Every nation has its reason for being proud regardless of its political achievements in history. Even the most miserable nations on the planet must have a list of what make them proud. It is this national pride that helps with the feeling of patriotism – love for the nation.
Talking about the United States of America, perhaps the proudest nation on earth for holding the title of the leader of the free world (whatever this means), it is easy to picture America as an institution forgetting that this same institution is nothing more than a huge amount of people within the same borders. White males, educated and successful have all the reasons in the world to look back in history and thank God for the day that Columbus discovered their blessed land. But would the native-Americans, for instance, who suffered genocide by him and by so many after him, thank Columbus the same way?
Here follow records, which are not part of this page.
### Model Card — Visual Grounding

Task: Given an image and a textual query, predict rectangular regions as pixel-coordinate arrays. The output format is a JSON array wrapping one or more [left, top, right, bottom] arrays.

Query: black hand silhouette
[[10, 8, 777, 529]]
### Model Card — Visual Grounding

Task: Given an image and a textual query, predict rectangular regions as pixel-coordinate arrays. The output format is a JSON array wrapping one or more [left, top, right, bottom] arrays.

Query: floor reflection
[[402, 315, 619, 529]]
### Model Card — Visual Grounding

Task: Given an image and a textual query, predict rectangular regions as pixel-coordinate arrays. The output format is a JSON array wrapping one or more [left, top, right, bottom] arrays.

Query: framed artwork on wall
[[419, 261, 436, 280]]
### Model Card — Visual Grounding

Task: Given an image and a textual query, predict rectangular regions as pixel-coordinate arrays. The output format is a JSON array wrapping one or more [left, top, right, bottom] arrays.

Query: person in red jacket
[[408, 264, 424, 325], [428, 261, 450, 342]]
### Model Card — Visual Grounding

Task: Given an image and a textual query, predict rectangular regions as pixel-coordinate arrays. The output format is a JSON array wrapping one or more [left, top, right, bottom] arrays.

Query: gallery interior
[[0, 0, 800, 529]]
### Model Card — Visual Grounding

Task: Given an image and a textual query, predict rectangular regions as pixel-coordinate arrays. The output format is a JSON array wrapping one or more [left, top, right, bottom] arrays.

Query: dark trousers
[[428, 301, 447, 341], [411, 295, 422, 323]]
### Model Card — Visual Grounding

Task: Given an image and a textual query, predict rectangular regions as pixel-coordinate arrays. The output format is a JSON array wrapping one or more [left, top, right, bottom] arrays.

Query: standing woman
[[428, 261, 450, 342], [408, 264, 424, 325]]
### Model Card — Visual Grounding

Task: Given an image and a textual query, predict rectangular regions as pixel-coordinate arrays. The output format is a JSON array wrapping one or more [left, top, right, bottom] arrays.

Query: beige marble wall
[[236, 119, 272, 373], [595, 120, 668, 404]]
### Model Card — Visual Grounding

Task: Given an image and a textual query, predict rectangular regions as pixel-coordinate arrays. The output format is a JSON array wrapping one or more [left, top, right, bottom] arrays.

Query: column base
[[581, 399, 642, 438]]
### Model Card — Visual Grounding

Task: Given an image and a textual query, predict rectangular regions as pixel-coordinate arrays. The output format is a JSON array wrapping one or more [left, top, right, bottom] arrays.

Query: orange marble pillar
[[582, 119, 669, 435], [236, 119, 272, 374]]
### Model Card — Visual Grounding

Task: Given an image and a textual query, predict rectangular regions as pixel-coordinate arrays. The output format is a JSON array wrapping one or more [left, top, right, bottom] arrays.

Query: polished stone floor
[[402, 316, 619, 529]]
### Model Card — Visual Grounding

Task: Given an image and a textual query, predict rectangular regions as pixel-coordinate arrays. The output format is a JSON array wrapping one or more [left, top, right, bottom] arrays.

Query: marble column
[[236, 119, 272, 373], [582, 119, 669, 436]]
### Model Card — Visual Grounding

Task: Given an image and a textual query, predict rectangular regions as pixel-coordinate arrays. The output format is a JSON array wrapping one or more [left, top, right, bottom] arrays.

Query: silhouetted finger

Some American plays written within the scope of racism and sexism in the country mirror a part of society that wasn’t feeling so patriotic after all. Americans were fighting Hitler for being the racist-extraordinaire in Europe but still segregating their own people as if blacks and whites were not the same kind of human beings. Howard Zinn in History of United States describes: “The black militant mood, flashing here and there in the thirties, was reduced to a subsurface simmering during WWII, when the nation on the one hand denounced racism, and on the other hand maintained segregation in the armed forces.” Blacks have been asking themselves if Independence Day should be a National Day for all because the concept of “Life, liberty and pursuit of happiness” was not meant for all.
The same goes for women who have reasons to feel sceptical of the significance of the Fourth of July. Their battle hasn’t finished yet and perhaps never will for the lack of engagement and interest of the society. Even those women, who in some point of their lives try to make a difference, realize sooner or later that they are either financially independent but lonely, or financially dependent and surrounded by family. Perhaps nobody was meant to have it all.
Visiting a fishing village off Hong Kong 12 years ago the tour guide mentioned that there was a belief in one of the ramifications of Buddhism (cannot recall which one) that hell was here, our lives, Planet Earth. We were meant to suffer. Russians also believe that life needs suffering to have a meaning. But Americans always try so hard to show the world that they are so happy, so proud and so patriotic of the ‘best country in the world’. It is a very theatrical approach to reality, indeed. The funny thing is that theatre, together with literature, shows what goes through people’s minds when they felt lost and hopeless faced with the aftermath of Crash of 1929, when America bombed Vietnam and Iraq for no substantial reason, when people suffered due to segregation, or illusion of a better life for all. In short, as much as Americans have some reasons to feel patriotic, they should be careful when generalizing that feeling, because it certainly doesn’t go for all.